Un élément clé qui distingue le marxisme du réformisme et du libéralisme est la manière dont nous participons aux élections. On ne s’attend pas à ce que le capitalisme puisse être éliminé par les élections. Le véritable changement se fait par le mouvement de masse de la classe ouvrière. Mais la plateforme des élections peut être utilisée pour construire de tels mouvements. C’est ainsi que Socialist Alternative a utilisé notre bureau du conseil municipal de Seattle par l’intermédiaire de Kshama Sawant au cours de la dernière décennie. C’est l’incapacité à comprendre cela qui a conduit aux trahisons de Bernie Sanders, de l’escouade et d’innombrables autres nouvelles formations de gauche à travers le monde.
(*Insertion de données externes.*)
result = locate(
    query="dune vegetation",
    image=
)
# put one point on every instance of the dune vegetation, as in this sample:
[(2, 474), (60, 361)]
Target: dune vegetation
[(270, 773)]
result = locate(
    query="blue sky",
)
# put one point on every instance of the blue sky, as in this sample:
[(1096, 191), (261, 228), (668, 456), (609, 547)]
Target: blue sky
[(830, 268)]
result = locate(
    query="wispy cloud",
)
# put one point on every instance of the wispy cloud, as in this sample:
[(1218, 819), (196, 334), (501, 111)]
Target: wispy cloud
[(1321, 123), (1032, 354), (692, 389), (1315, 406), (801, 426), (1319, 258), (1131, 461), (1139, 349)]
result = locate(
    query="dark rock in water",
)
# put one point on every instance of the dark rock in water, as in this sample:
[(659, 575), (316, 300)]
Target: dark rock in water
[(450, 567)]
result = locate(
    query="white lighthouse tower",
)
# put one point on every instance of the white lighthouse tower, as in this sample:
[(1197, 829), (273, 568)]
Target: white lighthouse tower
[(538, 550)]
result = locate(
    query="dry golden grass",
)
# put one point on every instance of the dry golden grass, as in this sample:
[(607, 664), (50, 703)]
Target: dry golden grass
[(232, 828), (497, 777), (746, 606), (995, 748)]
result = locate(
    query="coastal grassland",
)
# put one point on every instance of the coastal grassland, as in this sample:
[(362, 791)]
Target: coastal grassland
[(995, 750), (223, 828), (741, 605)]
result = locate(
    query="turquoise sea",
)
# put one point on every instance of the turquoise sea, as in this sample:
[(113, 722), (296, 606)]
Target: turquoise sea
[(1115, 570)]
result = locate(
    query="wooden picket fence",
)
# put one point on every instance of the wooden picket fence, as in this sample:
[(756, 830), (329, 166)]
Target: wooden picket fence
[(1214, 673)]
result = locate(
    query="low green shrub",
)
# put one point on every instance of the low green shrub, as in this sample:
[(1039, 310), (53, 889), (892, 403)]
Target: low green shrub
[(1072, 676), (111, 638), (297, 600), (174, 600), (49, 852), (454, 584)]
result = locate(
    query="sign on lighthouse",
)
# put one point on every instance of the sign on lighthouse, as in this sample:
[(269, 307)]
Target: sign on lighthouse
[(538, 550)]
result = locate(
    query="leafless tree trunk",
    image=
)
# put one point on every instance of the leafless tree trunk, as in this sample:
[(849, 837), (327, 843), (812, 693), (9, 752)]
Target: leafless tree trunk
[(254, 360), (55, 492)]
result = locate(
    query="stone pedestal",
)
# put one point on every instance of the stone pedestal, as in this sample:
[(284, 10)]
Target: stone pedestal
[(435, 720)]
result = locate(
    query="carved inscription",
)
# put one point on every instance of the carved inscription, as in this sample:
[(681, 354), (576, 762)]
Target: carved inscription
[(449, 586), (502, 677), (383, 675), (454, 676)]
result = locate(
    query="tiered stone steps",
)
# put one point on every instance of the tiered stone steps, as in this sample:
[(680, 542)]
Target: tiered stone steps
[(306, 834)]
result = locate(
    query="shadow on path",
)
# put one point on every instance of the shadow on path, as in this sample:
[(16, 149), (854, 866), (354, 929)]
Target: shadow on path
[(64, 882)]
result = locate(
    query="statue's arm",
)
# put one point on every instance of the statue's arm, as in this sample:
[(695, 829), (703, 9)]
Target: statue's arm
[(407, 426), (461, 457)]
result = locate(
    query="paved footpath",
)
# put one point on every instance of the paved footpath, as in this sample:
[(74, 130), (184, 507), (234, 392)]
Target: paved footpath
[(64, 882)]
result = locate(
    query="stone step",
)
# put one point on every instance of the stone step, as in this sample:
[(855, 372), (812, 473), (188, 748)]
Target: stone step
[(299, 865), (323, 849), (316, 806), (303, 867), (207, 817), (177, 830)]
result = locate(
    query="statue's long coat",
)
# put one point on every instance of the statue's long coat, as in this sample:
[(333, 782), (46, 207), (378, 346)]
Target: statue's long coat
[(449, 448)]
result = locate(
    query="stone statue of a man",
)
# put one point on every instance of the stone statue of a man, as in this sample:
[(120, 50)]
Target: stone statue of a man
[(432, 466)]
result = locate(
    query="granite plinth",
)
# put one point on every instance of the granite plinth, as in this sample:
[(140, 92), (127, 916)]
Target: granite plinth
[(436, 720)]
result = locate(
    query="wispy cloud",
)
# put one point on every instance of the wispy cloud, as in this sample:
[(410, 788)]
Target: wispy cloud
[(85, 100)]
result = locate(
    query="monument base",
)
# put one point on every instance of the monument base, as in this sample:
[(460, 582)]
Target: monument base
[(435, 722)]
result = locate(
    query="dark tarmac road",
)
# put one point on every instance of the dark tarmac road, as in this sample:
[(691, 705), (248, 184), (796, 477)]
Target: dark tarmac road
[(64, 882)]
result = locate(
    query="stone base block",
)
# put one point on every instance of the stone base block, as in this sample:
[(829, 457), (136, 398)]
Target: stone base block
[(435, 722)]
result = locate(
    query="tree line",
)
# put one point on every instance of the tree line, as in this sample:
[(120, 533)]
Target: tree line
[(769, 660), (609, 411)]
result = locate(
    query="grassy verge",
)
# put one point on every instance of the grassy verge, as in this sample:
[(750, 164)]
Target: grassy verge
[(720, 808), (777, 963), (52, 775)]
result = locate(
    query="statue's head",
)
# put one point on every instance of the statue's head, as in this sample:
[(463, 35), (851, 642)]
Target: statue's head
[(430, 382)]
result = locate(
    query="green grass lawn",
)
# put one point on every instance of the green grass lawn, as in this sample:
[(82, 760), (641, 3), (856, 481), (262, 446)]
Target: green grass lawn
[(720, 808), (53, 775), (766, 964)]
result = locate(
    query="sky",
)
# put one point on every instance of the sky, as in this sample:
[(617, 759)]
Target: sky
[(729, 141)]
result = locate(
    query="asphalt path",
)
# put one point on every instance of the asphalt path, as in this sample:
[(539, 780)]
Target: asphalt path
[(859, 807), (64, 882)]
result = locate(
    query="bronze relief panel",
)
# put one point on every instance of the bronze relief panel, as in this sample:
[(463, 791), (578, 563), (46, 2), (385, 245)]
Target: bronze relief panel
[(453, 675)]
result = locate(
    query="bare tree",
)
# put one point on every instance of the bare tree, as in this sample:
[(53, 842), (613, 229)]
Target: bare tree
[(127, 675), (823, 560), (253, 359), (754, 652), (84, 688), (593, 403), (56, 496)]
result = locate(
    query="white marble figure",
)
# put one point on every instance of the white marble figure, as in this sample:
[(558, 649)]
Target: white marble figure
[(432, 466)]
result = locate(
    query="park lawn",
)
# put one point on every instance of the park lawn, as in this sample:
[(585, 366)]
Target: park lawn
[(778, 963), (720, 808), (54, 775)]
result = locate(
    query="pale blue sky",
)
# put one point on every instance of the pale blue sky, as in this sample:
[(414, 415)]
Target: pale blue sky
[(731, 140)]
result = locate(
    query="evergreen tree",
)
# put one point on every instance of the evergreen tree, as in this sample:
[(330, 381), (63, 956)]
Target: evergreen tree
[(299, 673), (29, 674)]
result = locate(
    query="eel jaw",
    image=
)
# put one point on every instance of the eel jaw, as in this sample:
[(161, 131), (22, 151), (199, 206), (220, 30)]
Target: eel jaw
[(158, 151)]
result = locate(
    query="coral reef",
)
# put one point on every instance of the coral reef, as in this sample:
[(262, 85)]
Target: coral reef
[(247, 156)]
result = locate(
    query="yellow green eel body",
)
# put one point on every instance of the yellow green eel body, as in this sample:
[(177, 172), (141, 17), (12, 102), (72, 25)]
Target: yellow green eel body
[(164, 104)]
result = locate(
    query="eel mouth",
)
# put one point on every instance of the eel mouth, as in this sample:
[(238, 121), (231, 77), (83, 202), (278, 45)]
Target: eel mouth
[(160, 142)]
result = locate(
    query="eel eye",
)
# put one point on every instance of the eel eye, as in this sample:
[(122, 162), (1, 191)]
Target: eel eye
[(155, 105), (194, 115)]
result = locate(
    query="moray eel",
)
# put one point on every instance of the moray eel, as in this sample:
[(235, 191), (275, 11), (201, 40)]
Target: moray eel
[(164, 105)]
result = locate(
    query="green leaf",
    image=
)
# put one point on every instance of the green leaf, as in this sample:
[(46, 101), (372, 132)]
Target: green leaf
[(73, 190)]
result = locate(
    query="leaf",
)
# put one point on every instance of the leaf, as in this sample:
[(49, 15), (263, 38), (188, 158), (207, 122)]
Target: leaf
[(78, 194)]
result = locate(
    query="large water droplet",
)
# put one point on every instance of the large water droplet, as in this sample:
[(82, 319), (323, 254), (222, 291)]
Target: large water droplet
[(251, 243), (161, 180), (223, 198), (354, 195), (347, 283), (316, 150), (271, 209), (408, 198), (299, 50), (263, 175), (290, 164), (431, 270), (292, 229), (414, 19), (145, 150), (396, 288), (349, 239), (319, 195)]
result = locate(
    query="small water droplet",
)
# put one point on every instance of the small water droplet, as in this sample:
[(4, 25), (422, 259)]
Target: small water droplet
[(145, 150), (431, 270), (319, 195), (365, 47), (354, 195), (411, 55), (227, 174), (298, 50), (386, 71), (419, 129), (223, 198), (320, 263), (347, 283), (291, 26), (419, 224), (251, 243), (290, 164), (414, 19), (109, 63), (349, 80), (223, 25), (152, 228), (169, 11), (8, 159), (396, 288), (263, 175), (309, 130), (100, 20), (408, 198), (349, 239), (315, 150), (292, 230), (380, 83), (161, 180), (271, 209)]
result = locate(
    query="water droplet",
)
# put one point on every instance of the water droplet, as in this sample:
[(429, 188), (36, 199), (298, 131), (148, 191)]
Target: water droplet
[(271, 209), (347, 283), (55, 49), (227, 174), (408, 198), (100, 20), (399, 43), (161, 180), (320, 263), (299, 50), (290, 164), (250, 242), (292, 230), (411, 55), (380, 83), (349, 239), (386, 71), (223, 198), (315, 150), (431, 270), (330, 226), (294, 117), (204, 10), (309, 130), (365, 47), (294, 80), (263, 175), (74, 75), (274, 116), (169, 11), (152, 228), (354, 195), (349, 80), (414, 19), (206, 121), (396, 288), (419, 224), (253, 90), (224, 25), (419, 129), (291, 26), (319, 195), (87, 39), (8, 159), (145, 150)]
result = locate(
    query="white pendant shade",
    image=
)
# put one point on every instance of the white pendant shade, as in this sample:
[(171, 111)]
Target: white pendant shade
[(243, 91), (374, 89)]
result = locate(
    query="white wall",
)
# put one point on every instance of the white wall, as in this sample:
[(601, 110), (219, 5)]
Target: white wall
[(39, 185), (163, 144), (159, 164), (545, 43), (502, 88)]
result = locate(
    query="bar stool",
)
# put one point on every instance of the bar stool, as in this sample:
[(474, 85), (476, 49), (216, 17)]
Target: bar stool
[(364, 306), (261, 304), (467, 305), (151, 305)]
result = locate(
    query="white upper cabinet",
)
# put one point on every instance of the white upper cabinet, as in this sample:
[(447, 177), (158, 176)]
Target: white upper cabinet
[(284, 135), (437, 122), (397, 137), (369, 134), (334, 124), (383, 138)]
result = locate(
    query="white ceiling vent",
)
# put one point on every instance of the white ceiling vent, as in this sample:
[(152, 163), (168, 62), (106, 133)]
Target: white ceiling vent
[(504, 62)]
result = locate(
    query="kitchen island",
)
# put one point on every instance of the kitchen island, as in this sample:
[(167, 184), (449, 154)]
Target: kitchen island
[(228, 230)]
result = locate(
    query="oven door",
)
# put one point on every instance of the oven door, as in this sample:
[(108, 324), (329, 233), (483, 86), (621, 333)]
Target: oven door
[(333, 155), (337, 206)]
En fin de compte, un changement significatif à long terme nécessite le renversement du système capitaliste. Cela ne peut se faire que par l’action des masses. Depuis la montée du néolibéralisme, l’organisation de la classe ouvrière a été massivement remise en cause et vidée de son contenu. Les marxistes sont donc confrontés à une double tâche : construire les forces révolutionnaires du marxisme et construire les organisations de masse de la classe ouvrière. De nouvelles formations de gauche, comme la France insoumise ou Morena, peuvent servir de premières étapes vers la reconstruction de ces organisations de masse de la classe ouvrière. Mais les pressions de la crise capitaliste menacent constamment de faire dérailler ces mouvements.
Le rôle d’un parti révolutionnaire est de relever ces défis. Il doit comprendre les complexités de l’ère du désordre, s’engager dans les luttes quotidiennes de la classe ouvrière et contribuer à élaborer une stratégie pour remporter de véritables victoires tout en soulignant la nécessité objective de mettre fin au capitalisme afin d’obtenir un changement fondamental. C’est ainsi que nous pourrons transcender l’« année d’élections » limitée que le capitalisme est prêt à nous offrir et créer un monde entièrement nouveau, véritablement démocratique et socialiste.